BIM VR Take 1:

After a lot of research I ended up using a combination of Revit, 3DS Max and Unity (with Google VR for Unity SDK) to produce a VR model for Android / iOS / Windows / Linux platforms of a BIM model.

The exercise was quite frustrating at times, especially getting the camera / person to move automatically without the usual controls (using a modified C# script of the standard assets). Google Cardboard provides only one button on the headset, and most VR devices that makes use of smart-phones are the same. This presents quite a challenge in allowing the viewer to navigate a model with multiple levels, but I'm getting there. Currently, using the single button on the Cardboard headset allows the viewer to move in the directions he / she is looking, or to stop moving.
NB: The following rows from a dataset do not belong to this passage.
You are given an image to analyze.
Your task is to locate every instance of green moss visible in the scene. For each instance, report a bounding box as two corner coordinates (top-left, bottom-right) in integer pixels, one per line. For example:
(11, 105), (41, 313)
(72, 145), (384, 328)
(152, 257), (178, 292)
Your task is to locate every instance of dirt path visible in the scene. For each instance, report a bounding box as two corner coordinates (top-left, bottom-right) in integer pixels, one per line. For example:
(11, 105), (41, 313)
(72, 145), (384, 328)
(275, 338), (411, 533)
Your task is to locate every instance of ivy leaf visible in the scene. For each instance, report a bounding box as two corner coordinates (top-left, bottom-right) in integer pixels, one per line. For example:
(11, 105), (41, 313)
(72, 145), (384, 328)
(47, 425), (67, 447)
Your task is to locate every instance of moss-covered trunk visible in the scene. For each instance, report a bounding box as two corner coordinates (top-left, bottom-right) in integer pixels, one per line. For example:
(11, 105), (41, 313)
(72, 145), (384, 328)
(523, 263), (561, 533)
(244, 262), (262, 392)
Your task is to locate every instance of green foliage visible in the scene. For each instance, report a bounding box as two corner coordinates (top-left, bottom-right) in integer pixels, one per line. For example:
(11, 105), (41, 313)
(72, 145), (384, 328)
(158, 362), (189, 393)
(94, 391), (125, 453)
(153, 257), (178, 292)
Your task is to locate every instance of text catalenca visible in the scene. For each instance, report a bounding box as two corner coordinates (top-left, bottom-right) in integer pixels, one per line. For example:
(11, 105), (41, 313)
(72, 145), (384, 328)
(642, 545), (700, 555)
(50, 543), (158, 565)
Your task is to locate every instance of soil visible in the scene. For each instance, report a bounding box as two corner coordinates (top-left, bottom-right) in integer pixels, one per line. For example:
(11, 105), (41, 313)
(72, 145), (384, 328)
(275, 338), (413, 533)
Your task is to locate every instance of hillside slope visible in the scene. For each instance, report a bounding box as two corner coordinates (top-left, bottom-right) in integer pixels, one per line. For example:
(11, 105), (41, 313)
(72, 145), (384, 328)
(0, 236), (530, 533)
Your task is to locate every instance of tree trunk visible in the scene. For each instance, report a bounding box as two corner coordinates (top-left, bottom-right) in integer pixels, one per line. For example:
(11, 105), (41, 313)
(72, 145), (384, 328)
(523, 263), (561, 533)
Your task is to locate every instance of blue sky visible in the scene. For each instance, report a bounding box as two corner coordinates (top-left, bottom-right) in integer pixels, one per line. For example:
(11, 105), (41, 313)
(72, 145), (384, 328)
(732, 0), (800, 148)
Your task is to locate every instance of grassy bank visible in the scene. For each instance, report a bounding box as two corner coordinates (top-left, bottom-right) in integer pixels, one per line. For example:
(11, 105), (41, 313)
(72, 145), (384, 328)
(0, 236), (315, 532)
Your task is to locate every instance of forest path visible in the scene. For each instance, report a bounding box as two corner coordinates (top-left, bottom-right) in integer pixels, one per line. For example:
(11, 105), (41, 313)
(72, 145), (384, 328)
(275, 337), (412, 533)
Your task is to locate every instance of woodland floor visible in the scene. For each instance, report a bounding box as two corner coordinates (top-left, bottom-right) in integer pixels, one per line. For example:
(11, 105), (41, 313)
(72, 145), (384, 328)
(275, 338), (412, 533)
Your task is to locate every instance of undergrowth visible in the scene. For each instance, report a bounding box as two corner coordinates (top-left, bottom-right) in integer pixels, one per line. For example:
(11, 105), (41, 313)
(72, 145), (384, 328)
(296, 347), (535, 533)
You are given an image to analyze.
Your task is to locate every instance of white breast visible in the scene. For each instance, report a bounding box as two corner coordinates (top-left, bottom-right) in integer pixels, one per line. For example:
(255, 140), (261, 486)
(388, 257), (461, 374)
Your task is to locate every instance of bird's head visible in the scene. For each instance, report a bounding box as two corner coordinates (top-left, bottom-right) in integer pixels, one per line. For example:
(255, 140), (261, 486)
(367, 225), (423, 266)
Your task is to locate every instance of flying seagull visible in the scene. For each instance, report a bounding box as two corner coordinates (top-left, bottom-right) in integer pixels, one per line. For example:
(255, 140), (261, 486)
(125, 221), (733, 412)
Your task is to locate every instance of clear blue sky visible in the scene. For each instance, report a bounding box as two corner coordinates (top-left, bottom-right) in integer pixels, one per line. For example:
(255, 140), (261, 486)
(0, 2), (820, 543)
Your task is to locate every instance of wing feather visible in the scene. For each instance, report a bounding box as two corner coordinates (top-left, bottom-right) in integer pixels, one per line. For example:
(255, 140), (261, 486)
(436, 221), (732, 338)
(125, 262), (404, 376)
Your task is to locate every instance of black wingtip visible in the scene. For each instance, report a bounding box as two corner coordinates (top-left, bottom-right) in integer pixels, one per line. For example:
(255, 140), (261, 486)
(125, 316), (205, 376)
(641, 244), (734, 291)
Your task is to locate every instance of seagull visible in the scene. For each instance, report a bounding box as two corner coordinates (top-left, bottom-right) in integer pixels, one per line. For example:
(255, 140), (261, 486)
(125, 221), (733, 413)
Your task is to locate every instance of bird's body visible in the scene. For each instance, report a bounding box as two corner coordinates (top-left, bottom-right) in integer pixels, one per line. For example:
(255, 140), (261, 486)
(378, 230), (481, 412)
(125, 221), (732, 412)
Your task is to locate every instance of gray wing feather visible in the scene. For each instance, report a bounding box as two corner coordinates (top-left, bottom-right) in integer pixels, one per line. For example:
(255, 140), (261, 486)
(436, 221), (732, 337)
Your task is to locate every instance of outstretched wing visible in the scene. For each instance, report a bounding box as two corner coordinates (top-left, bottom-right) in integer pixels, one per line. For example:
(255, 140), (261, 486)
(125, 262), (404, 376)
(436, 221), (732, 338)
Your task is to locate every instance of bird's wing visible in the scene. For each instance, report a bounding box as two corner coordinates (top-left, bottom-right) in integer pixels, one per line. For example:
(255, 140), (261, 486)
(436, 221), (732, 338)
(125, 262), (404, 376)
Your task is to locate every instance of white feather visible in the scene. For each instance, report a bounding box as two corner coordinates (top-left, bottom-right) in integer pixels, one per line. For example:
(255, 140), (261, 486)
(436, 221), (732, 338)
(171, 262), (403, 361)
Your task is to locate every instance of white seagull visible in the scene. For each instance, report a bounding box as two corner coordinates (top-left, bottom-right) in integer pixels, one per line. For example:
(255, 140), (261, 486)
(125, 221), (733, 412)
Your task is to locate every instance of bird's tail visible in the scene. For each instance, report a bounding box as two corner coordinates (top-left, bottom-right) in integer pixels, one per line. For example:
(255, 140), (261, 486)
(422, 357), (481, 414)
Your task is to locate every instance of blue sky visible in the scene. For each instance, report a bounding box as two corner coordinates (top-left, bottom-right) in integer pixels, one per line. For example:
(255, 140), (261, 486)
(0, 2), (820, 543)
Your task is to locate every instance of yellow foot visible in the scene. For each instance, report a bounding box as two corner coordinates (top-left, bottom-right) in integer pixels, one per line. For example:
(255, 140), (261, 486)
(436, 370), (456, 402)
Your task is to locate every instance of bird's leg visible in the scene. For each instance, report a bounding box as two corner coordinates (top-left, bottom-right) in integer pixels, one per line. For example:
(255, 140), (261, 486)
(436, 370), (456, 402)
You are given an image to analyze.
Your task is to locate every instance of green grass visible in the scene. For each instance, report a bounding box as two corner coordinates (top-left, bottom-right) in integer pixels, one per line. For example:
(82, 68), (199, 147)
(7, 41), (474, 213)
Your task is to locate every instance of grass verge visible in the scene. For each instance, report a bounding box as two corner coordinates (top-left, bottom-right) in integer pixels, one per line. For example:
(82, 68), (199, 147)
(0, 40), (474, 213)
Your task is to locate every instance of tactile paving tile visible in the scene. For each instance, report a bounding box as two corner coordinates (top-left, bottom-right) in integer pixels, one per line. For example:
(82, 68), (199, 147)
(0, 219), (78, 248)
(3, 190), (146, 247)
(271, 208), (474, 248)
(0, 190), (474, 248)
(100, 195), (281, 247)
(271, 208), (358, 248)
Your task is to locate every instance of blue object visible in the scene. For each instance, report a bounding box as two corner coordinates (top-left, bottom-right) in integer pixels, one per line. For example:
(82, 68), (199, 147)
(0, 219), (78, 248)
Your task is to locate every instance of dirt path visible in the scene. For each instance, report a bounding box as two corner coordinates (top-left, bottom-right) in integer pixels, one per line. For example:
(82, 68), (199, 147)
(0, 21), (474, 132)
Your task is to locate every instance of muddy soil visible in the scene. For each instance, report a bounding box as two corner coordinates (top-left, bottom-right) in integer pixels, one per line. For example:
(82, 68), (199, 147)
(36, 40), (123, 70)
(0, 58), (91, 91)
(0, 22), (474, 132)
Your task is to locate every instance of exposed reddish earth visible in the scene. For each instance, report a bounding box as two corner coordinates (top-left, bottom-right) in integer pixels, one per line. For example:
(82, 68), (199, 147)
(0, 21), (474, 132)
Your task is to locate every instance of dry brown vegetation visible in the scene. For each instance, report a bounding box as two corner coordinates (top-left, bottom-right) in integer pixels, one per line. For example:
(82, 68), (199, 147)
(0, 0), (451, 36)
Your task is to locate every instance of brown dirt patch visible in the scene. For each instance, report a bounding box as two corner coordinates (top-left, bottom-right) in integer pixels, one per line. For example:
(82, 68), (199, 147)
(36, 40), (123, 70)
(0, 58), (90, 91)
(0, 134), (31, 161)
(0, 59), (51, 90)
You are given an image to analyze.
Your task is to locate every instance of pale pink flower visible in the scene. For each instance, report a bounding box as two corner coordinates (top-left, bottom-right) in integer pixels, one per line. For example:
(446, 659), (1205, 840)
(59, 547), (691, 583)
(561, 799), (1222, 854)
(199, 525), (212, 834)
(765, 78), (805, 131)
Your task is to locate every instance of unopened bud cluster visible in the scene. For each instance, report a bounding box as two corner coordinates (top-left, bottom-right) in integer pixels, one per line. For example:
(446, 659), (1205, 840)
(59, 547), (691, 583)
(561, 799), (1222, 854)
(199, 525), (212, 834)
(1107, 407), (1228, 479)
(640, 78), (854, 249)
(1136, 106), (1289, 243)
I'm thinking of adding in-model menu items that will allow "elevation teleporting" or something of the sort, in order to get access to elevated areas of the model (especially when working with multiple story buildings).

I also need to work a bit on better building material application and maybe some door open/closing animations & triggers, but for now I feel quite happy with the initial result. You are welcome to test my sample model out for yourself on Android (updated: Added some materials to building):

Soon after all this research and effort, I started to look into Autodesk Stingray, and I must say, it looks very promising, and quite cheap (not as cheap as the free Unity I was using) at AU$ 105 per quarter or AU$340 per annum:

and the promo video:


I'm planning on doing a more photo-realistic model for the next exercise, and to incorporate a bit of trigger-animated objects, but in the end - what a lot of fun!


BIM VR Take 2:

Since my previous post on VR for BIM using Unity 3D with the Google VR SDK, quite a lot has happened in terms of my workflow development to produce these virtual models. I had to develop, modify and borrow a couple of C# & Java scripts (thanks to those who made contributions) to enable interactive model exploration, teleporting to predefined locations and jumping to other scenes in the project. This was not easy, but now that the workflow is in place, I can use it as a template for future projects of the same kind.

This time 'round I decided to use the Autodesk Infraworks 360 Model Builder tool to generate the ground data, roads, pathways, railways, water areas and surrounding buildings, which can be exported as FBX models afterwards. This proved efficient at first, but later I realised that vast resources are required to run any decent size terrain of this source on a mobile phone. So I had to split the export from Infraworks to export ground data and building separately. I also removed smaller buildings & irrelevant data from the Infraworks model to try and reduce the final size & complexity of the mesh that will ultimately be generated. I then processed these FBX models in 3DS MAX for further optimisation, and finally used the 3DS Max Game Exporter Extension to export the models (again as FBX):

The main model of the project, which is a Revit model, was also exported from Revit to 3DS MAX using FBX, simplified, optimised and again exported using the same 3DS Max Game Exporter Extension. I created another "simplified" version of the entire building using 3DS MAX and "Box" elements, wrapped with a texture of the building which as obtained by rendering each elevation of the building back in Revit.

The detailed Revit model:

Simplified "Box" model in 3DS MAX:

The result of the "Box" model in Unity:

The reason for the simplified "Box" model is to save resources when trying to navigate the model. I found that the detailed Revit (exported to FBX) was way to "heavy" to use in real-time.

Once I had all of the required geometry, I placed them into 2 separate scenes. The first scene would start where the viewer is placed outside of the proposed building in a street view, and can then walk towards the building entrance, and after reaching a certain area around the building, will then be "teleported" to another scene which hosts the detailed version of the Revit model, but only for 3 of the 18 floors:

Separate floors in Revit:

The second scene in Unity:

As you can see from the image above, only the first 2 floors, and then the topmost floors are in the second scene model. This is to keep resource requirements down, and since the viewer is now inside the building, he / she will never know the difference. I then placed collider objects in the model to transport / teleport the viewer from location to location:

The result is a reasonably responsive virtual environment, with realistic environmental / surrounding views both inside and towards the outside of the apartments. The compiled Android package was just under 100MB, and a serious processing powered phone was required to navigate the model with ease (Samsung Galaxy S6 was used with this model, in a Google Cardboard V2.0 headset).

There is definitely a benefit in doing this, even if it is just for learning & fun. Immediately after showing the previous "test" model around the office, I was asked to develop a VR model for an active project to impress our clients, and to demonstrate our capabilities. Online resources for Unity 5+ with Google VR SDK 0.8+ are still very limited (samples scripts for versions prior to Google VR SDK 0.8 will usually not work), but you'll find a couple of tutorials on YouTube and from the Unity sites.

This has truly been a rewarding experience, and I am definitely not done with this technology. From here I would like to move onto a better VR headset, for mobile phones at this stage, but definitely look at PC driven VR models and headsets for more resource hungry & realistic models.